One of the things I used to try to avoid, if at all possible, was being admitted to the hospital on the last day of the month. I hated that. Actually, I wasn’t a huge fan of the place on any day and tried to avoid being admitted at all, but the last day of the month was the worst because of the hospital’s staff rotation schedule.
Just about everyone whose lab coat was knee-length or shorter moved to a different department on the first day of the month. When I was still young enough to be on the pediatric service, you could count on having five complete physicals and histories taken when you were admitted, not counting whatever happened in the emergency room.
There would be a couple of students, an intern, a first-year resident and a second- or third-year resident. For reasons that were never adequately explained—they would usually mumble something about the education process—each doctor, or student, had to get your history and give you a physical individually. I was all for fostering an atmosphere of cooperation and teamwork, but the 1950s were an age of the rugged individualist.
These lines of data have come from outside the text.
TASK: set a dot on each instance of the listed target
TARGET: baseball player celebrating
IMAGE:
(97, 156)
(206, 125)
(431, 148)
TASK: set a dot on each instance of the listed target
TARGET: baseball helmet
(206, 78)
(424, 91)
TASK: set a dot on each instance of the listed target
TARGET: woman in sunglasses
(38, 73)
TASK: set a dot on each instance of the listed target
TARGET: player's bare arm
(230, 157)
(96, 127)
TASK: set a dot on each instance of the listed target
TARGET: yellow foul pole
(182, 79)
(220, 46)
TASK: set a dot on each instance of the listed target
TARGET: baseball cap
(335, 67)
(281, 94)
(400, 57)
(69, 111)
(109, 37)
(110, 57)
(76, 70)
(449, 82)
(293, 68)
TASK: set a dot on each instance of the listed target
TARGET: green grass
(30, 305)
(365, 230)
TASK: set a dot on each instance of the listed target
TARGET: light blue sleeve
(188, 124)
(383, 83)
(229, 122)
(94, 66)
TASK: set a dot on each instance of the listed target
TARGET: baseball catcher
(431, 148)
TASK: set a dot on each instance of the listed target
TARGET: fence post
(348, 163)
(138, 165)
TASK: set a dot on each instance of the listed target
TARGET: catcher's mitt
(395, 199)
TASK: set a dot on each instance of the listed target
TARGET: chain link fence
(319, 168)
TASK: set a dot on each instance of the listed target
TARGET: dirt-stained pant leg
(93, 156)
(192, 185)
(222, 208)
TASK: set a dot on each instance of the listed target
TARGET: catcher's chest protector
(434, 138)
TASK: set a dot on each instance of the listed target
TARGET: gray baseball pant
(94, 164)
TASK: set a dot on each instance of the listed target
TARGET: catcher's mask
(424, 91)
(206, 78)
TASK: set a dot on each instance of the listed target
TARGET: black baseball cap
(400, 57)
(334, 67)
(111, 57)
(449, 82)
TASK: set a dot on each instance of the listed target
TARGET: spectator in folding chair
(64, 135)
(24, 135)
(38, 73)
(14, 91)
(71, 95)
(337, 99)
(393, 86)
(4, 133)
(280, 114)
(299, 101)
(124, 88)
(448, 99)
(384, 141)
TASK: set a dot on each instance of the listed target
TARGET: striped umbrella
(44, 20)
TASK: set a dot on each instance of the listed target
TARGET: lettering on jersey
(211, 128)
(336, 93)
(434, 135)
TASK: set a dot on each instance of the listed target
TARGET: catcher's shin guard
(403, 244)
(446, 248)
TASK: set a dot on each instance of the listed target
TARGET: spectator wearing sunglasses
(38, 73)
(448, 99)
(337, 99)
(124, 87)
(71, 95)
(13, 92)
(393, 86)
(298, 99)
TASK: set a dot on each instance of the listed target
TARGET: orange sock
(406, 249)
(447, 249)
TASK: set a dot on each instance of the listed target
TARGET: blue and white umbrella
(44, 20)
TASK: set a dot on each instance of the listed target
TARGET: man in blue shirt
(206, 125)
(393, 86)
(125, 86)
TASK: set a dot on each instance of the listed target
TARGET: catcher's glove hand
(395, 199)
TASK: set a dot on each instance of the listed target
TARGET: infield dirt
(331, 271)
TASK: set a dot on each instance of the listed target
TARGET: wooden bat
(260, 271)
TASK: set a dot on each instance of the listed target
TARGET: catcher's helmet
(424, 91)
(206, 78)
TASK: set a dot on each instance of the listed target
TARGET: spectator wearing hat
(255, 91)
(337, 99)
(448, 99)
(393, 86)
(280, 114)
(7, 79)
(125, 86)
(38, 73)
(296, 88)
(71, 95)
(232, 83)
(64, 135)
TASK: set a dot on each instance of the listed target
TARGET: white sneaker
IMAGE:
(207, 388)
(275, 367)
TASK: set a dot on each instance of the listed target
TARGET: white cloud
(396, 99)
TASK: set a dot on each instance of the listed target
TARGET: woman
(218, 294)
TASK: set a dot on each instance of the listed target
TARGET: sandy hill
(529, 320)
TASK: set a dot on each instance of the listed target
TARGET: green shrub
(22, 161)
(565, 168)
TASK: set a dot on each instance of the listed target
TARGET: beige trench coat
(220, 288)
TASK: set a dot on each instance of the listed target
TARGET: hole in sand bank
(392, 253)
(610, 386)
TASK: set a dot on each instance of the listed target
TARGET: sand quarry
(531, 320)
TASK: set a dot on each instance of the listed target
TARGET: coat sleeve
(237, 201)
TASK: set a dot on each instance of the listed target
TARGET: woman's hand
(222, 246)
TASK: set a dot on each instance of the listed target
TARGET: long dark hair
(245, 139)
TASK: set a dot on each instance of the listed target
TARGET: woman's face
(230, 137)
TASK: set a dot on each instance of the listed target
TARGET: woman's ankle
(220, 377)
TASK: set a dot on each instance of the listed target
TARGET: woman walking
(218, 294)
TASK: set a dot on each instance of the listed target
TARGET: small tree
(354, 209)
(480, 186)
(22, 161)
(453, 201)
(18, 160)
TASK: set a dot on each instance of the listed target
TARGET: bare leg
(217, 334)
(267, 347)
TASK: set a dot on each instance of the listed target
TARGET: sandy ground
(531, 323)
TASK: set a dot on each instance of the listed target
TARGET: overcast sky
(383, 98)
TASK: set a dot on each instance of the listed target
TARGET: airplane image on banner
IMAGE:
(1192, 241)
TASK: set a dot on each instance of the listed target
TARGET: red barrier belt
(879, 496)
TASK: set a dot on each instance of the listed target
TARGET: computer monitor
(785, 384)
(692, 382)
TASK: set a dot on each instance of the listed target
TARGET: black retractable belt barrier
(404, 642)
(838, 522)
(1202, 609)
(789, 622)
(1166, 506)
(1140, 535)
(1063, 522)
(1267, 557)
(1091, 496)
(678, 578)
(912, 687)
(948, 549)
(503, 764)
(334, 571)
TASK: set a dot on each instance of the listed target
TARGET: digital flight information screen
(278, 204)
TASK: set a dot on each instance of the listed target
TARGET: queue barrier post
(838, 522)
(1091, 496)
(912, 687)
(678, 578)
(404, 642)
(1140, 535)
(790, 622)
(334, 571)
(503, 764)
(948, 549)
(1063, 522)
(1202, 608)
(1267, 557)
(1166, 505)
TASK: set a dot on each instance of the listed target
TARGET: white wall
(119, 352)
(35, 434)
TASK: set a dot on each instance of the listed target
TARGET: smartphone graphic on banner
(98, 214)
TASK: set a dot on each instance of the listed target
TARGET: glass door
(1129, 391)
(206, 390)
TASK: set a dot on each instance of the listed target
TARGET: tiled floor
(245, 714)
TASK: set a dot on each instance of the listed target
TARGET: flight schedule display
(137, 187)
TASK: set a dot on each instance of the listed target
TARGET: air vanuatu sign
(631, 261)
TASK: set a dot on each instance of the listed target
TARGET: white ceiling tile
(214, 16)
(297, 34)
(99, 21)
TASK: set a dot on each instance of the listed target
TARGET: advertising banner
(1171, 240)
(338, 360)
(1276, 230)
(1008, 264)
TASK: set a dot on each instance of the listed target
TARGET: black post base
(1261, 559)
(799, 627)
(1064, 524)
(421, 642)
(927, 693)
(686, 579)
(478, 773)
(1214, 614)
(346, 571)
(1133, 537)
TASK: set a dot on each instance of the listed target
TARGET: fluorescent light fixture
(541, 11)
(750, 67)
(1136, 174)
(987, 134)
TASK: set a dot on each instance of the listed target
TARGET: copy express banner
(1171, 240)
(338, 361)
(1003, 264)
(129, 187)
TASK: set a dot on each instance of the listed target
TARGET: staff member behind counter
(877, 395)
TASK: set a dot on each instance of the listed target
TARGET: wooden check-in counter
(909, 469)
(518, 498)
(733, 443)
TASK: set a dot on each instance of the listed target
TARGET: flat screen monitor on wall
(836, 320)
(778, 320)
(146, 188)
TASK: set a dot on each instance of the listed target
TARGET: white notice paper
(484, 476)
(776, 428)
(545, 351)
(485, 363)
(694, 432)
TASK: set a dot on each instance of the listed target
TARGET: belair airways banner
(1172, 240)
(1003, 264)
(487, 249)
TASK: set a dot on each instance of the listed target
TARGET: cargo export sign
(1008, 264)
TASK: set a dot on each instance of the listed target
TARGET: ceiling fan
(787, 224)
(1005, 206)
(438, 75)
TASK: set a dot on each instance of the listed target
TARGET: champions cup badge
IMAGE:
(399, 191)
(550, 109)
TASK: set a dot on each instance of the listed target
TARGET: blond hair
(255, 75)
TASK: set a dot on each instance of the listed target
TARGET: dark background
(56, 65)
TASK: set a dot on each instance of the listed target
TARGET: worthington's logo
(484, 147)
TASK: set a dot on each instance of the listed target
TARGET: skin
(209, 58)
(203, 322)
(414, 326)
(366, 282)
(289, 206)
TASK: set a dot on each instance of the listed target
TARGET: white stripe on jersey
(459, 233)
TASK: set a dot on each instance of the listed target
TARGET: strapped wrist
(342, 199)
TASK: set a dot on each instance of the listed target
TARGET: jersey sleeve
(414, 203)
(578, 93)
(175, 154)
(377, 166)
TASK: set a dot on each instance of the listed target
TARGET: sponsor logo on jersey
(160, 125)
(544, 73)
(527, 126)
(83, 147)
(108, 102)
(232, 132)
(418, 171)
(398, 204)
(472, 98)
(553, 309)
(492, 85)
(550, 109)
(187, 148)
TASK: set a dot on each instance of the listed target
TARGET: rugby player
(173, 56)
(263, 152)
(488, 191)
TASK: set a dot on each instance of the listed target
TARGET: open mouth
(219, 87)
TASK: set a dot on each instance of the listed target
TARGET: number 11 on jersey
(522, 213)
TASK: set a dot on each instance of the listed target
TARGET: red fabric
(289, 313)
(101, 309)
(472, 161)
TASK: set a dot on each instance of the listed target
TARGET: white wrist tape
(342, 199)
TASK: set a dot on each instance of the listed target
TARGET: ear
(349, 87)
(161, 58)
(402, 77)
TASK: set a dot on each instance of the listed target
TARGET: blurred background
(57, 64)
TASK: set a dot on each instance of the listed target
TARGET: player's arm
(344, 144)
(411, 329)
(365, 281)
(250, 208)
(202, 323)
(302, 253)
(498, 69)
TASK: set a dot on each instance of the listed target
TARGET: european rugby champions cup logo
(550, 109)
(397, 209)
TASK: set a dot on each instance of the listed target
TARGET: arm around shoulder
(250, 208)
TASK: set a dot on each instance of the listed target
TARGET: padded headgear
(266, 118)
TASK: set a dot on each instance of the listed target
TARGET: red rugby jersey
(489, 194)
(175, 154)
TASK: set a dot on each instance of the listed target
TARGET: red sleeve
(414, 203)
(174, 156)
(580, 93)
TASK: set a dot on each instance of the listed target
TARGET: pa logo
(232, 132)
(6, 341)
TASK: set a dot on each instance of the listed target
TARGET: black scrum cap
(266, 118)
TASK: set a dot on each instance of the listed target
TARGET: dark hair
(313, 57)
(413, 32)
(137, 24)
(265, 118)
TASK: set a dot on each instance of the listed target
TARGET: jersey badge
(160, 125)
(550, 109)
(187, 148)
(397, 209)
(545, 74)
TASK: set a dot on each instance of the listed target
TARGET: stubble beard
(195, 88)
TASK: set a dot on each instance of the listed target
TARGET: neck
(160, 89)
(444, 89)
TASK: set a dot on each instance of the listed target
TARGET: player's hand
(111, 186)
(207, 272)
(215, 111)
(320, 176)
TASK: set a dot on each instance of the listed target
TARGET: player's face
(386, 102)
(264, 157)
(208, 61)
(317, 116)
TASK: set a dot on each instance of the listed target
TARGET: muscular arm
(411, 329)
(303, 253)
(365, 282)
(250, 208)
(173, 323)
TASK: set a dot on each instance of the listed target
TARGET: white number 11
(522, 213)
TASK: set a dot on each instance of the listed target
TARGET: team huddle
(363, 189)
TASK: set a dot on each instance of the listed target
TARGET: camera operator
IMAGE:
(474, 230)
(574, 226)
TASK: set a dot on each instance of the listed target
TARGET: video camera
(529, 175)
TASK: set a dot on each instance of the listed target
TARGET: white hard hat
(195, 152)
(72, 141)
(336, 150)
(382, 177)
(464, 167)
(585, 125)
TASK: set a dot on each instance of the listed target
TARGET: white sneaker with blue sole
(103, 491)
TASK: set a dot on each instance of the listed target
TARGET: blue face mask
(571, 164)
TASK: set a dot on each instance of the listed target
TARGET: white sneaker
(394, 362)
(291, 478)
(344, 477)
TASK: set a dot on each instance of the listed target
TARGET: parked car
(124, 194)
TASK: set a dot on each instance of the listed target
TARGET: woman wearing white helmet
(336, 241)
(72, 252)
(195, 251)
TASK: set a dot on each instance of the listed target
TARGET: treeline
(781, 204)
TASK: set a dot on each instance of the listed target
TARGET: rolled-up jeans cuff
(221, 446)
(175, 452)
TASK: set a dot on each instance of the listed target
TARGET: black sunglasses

They would usually start by getting your history. You had to go over your family tree; recount just why your parents suspected you might have a bleeding problem; who had diagnosed you; when, where, what cologne they used; what had or had not caused this particular hemorrhage; how many times it had happened before; and about 200 other questions. And you got to do it five times.
Then each doctor, or student, would give you a physical examination. It would usually start with the normal stuff—checking your blood pressure and pulse, shining a klieg light in your eyes while you stared at a spot somewhere behind their head—but would eventually get around to the reason you were there.
With varying degrees of clumsiness, they would poke and prod whatever was bleeding and then see just how much you could flex or extend the appendage in question. It could take until well into the evening for all five of them to conclude you probably were hemorrhaging, and if you had been reasonably comfortable (i.e., not rocking back and forth because of the pain) at the beginning, you could count on someone along the way putting a stop to that.
If you were admitted on the last day of the month, especially late in the day, you got to do it all again the next day when the new guys came on board. Believe me, there is nothing like having 10 people check just how much your leg won’t bend to take the glamour out of a knee bleed. (Don’t even get me started on the time all 10 needed to do a rather invasive examination of my bum.)
I Can Imagine Pretty Bad Pain
The one thing that would not be brought up during all the poking, prodding and questioning was how painful it was. To be sure, they would ask if it hurt and you would say “yes,” and then they would move on. It was the 1950s, and real men didn’t talk about their feelings, especially pain. You didn’t see Gary Cooper or John Wayne complaining when they got shot, did you? Things are, of course, much different now.
When I’m admitted to the hospital now, I’ll get checked over by a first-year resident—interns seem to have disappeared—and they’ll take a brief history. The major change, however, is the attitude toward pain. Not only do they want to know if I am in pain, they want to know how much there is and how I feel about it. As a result, I can count on just about everyone who comes in my room, with the possible exception of housekeeping and the cafeteria staff, to ask me the question I have come to dread most: “On a scale from 1 to 10—1 being no pain at all and 10 being the worst pain you can imagine—how would you rate your pain?”
I hate that question, mostly because I don’t know how to answer it. Like most people, the worst pain I can imagine is pretty much linked to the worst pain I’ve experienced, and the worst pain I’ve experienced was bad enough my brain said it was not in its job description and shut down for a couple of weeks. If that’s a 10, what’s a 5? A root canal with no Novocain?
The bleed of the moment hurts like the devil, so it could be an 8 or 9. But it’s only half as bad as an arm bleed I had once, so maybe it’s only a 4 or a 5, and it’s nowhere near that kidney hemorrhage that knocked me out, so maybe it’s really only a 2 or 3. I don’t know what to say. It’s not even close to the worst I can imagine, but I still wouldn’t wish it on anyone, not even my old Middle English professor.
Eventually my internal debate lasts long enough that the person who asked me gets bored and leaves, making a note in my chart that “the patient is unresponsive.” If my wife is there, she’ll step in and tell them that I’m in a lot of pain and to give me something for it. While they are gone she’ll ask me why I can’t just answer the [expletive deleted] question, and I’ll try to explain about that “worst you can imagine” part. I’m like Han Solo when he’s told his reward will be more riches than he can imagine—I can imagine a lot.
My solution is to replace “worst you can imagine” with “the most you can tolerate.” That way you are just determining how uncomfortable it is at the moment, and literal types like me won’t get hung up reconciling the current pain’s position relative to all the others. After all, if one end of your scale is based on what a person can conceptualize, perhaps it’s not the best scale for someone with a vivid imagination and a lot of experience.